Upcoming 6/25/2008

Some of the highlights from this week’s ComicList:

Sometimes a quantity and quality of hype make me abandon my normal standards. The latest example of this phenomenon is Oku Hiroya’s Gantz (Dark Horse), which promises much higher levels of gratuitous violence than I can usually tolerate. But it sounds cool.

Del Rey offers lots of goodies this week, but I’ll single out the third volume of Ryotaro Iwanaga’s excellent Pumpkin Scissors for special attention. It’s about a squadron of soldiers working on post-war recovery, and it’s a really successful blend of adventure, suspense, and comedy. Fans of Fullmetal Alchemist would do particularly well to give it a look.

Fresh manga from Osamu Tezuka is such a gimme for makers of lists of this sort, because it’s always, always worth a look. This week, it’s the second volume of freaked-out shônen quest Dororo (Vertical) about a guy trying to get his body parts back.
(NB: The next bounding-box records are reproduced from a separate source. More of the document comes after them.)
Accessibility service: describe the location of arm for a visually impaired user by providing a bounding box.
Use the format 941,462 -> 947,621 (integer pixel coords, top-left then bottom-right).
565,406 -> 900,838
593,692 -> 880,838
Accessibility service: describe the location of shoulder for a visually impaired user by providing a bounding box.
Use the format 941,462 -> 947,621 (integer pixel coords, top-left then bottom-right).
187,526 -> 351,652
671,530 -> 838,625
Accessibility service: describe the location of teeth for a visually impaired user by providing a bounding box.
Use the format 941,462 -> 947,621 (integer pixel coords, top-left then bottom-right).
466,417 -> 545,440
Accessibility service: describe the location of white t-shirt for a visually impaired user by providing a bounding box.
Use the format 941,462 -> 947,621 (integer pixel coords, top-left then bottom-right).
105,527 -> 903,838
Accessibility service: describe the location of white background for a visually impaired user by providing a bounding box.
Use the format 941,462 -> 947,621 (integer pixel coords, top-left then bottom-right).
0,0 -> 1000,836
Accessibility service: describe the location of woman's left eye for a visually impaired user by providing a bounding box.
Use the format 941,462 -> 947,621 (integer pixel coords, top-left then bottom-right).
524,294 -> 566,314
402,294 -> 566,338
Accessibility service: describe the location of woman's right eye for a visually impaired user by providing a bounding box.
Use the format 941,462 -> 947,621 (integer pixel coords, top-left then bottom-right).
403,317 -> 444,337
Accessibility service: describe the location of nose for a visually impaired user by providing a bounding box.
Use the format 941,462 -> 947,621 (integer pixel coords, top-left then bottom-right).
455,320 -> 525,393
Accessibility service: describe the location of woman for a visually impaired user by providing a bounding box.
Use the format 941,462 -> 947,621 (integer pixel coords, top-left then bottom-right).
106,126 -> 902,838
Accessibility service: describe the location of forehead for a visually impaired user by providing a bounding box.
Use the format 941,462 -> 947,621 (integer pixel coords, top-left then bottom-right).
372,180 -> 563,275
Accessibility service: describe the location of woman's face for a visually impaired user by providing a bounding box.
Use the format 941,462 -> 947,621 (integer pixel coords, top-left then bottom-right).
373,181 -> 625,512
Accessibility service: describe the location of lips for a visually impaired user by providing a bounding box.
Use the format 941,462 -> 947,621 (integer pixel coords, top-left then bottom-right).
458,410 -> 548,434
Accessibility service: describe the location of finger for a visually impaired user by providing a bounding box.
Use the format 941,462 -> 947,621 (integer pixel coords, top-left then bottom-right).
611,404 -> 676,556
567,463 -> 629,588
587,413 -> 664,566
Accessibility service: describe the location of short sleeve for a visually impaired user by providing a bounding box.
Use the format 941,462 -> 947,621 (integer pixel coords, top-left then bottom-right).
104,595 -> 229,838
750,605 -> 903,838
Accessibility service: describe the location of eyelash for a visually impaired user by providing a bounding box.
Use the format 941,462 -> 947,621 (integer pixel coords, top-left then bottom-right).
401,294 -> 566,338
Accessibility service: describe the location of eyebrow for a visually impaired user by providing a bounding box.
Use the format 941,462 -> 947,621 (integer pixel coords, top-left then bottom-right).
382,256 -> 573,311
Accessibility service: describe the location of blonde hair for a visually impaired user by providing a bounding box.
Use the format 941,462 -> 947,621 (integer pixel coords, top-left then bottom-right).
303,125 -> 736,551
And before I forget, I wanted to point to a couple of reviews with which I agree entirely. At Manga Recon, Kate Dacey looks at Fuyumi Soryo’s smart and satisfying ES: Eternal Sabbath. In a recent Right Turn Only column, Carlo Santos asks this important question: “Why is [Kitchen Princess] not as popular as Full Moon or Fruits Basket? The level of drama is just as good, and this heartbreaking A- [sixth] volume proves it.”

4 Responses to Upcoming 6/25/2008

  1. Huff says:

    Holy shit, Good-bye! I thought it wasn’t due till July. This is cause for much rejoycing.

  2. Michelle says:

    I don’t know why Fruits Basket is not as popular as Kitchen Princess. There was a certain point where I was obsessed with the former, and stopped, so I can’t really explain it to you. Perhaps because in the first few volumes, it just doesn’t appeal to teenagers? I’ve heard many call Kitchen Princess “childish”, though the big difference between Fruits Basket and Kitchen Princess to me seems to be that the humor and romance is a bit more “explicit”? Or perhaps Fruits Basket was more dramatic ever since the beginning, and Kitchen Princess is just starting? And perhaps also because Fruits Basket’s drama and characters are more dark. Abuse, ect. Note that both won Kondansha awards, but Fruits Basket won shojo, whereas Kitchen Princess won Children’s.
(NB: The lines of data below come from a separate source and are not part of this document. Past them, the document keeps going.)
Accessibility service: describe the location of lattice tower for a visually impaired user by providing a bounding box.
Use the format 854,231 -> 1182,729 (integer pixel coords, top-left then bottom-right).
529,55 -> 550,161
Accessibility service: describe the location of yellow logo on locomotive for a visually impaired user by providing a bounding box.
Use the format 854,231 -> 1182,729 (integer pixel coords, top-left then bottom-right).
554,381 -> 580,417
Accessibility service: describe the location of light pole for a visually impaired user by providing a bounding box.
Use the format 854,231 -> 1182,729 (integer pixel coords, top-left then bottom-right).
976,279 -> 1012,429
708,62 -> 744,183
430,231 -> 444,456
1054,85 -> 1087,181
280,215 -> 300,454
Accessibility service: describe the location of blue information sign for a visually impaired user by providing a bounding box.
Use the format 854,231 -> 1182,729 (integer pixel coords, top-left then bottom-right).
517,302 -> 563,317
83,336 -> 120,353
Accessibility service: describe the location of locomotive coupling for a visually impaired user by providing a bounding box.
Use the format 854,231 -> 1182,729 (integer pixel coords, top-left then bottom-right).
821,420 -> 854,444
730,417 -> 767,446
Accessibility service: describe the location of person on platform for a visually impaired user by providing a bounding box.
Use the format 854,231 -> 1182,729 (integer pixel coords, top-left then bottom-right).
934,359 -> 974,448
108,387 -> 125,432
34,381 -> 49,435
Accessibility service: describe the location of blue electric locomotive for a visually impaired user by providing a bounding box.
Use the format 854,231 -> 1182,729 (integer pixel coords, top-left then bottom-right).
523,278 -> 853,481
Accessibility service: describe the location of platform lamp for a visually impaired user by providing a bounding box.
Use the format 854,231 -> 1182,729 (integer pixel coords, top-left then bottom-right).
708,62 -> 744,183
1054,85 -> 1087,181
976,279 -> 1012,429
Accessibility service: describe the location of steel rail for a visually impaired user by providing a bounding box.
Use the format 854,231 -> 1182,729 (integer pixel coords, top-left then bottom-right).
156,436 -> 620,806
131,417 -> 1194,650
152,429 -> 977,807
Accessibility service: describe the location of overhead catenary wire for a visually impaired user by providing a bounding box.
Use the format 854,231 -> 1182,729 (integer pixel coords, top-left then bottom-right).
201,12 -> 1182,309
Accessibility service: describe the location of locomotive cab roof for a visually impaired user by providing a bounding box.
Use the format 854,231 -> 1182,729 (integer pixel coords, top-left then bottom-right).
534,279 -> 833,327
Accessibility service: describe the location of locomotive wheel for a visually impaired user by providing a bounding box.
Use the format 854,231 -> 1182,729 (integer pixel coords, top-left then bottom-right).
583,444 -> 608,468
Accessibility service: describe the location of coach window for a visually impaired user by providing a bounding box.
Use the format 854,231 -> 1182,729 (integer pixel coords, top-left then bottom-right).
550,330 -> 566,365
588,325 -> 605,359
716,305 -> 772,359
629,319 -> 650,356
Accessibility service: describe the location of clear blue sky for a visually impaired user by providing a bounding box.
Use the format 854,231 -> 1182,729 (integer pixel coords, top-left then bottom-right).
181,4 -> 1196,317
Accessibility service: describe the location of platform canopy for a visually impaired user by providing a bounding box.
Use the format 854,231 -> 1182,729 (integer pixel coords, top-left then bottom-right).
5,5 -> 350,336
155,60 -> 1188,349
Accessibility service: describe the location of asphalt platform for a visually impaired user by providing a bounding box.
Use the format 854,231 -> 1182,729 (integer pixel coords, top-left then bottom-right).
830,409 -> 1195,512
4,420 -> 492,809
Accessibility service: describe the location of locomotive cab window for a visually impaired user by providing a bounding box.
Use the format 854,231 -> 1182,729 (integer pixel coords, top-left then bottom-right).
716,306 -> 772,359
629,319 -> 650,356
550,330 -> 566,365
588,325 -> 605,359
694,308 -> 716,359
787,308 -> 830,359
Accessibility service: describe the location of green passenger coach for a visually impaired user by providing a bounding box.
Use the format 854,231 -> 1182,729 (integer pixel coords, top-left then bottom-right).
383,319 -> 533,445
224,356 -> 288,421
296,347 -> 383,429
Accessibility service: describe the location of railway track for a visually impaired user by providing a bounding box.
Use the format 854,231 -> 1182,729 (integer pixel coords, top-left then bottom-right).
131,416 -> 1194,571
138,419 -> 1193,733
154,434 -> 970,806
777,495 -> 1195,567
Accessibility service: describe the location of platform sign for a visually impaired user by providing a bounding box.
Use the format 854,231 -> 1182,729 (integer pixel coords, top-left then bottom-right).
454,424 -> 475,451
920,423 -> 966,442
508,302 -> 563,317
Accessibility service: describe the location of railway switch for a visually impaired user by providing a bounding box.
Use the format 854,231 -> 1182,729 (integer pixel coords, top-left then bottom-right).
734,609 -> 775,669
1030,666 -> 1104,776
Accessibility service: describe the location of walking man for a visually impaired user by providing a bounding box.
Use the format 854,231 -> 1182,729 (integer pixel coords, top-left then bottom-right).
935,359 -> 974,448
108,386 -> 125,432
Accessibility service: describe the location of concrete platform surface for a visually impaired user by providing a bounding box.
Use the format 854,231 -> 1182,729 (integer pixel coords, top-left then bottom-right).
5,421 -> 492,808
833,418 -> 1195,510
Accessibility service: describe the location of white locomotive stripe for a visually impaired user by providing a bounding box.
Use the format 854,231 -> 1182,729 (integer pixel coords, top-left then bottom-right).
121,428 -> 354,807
    I love ES, maybe partially because though I do think the creator has her own ideas about what she’s writing, she presents different views, different opinions, and let those opinions tell themselves through what’s happening. Being her story, it’s obvious she might give a little lean towards her opinion, but we are still allowed to judge for ourselves through the story, the characters, and her actions. I am not fond of being TOLD what to think, and having all evidence pointed to that without any other sides, or representations of why the other view might be alluring, or the bad points of the view commonly held. I’m just beginning to appreciate this fact because I just read a book where the author pretty much lectures through dialogue, so that the story wasn’t natural at all. It was like I was being forced-fed without being able to think for myself. ES takes a difficult subject, makes it interesting, exciting, thought-provoking, without forcing it on me.

  3. davidpwelsh says:

    That’s a good differentiation between KP and FB, Michelle. To be honest, I kind of thought KP was sort of a pale FB impersonation based on the first couple of volumes, but it really hit its stride at around the third. I also think KP is a bit less compressed than FB. The drama comes faster in the latter, though those moments are equally satisfying and surprising.

  4. Thanks for the shout-out, David! I picked up the first volume of ES about a year ago, had a “meh?” reaction and forgot about it. But when I saw you and Brigid both give it a thumbs up, I figured I ought to give it a second chance. Glad I did–that was eight volumes of pure manga bliss!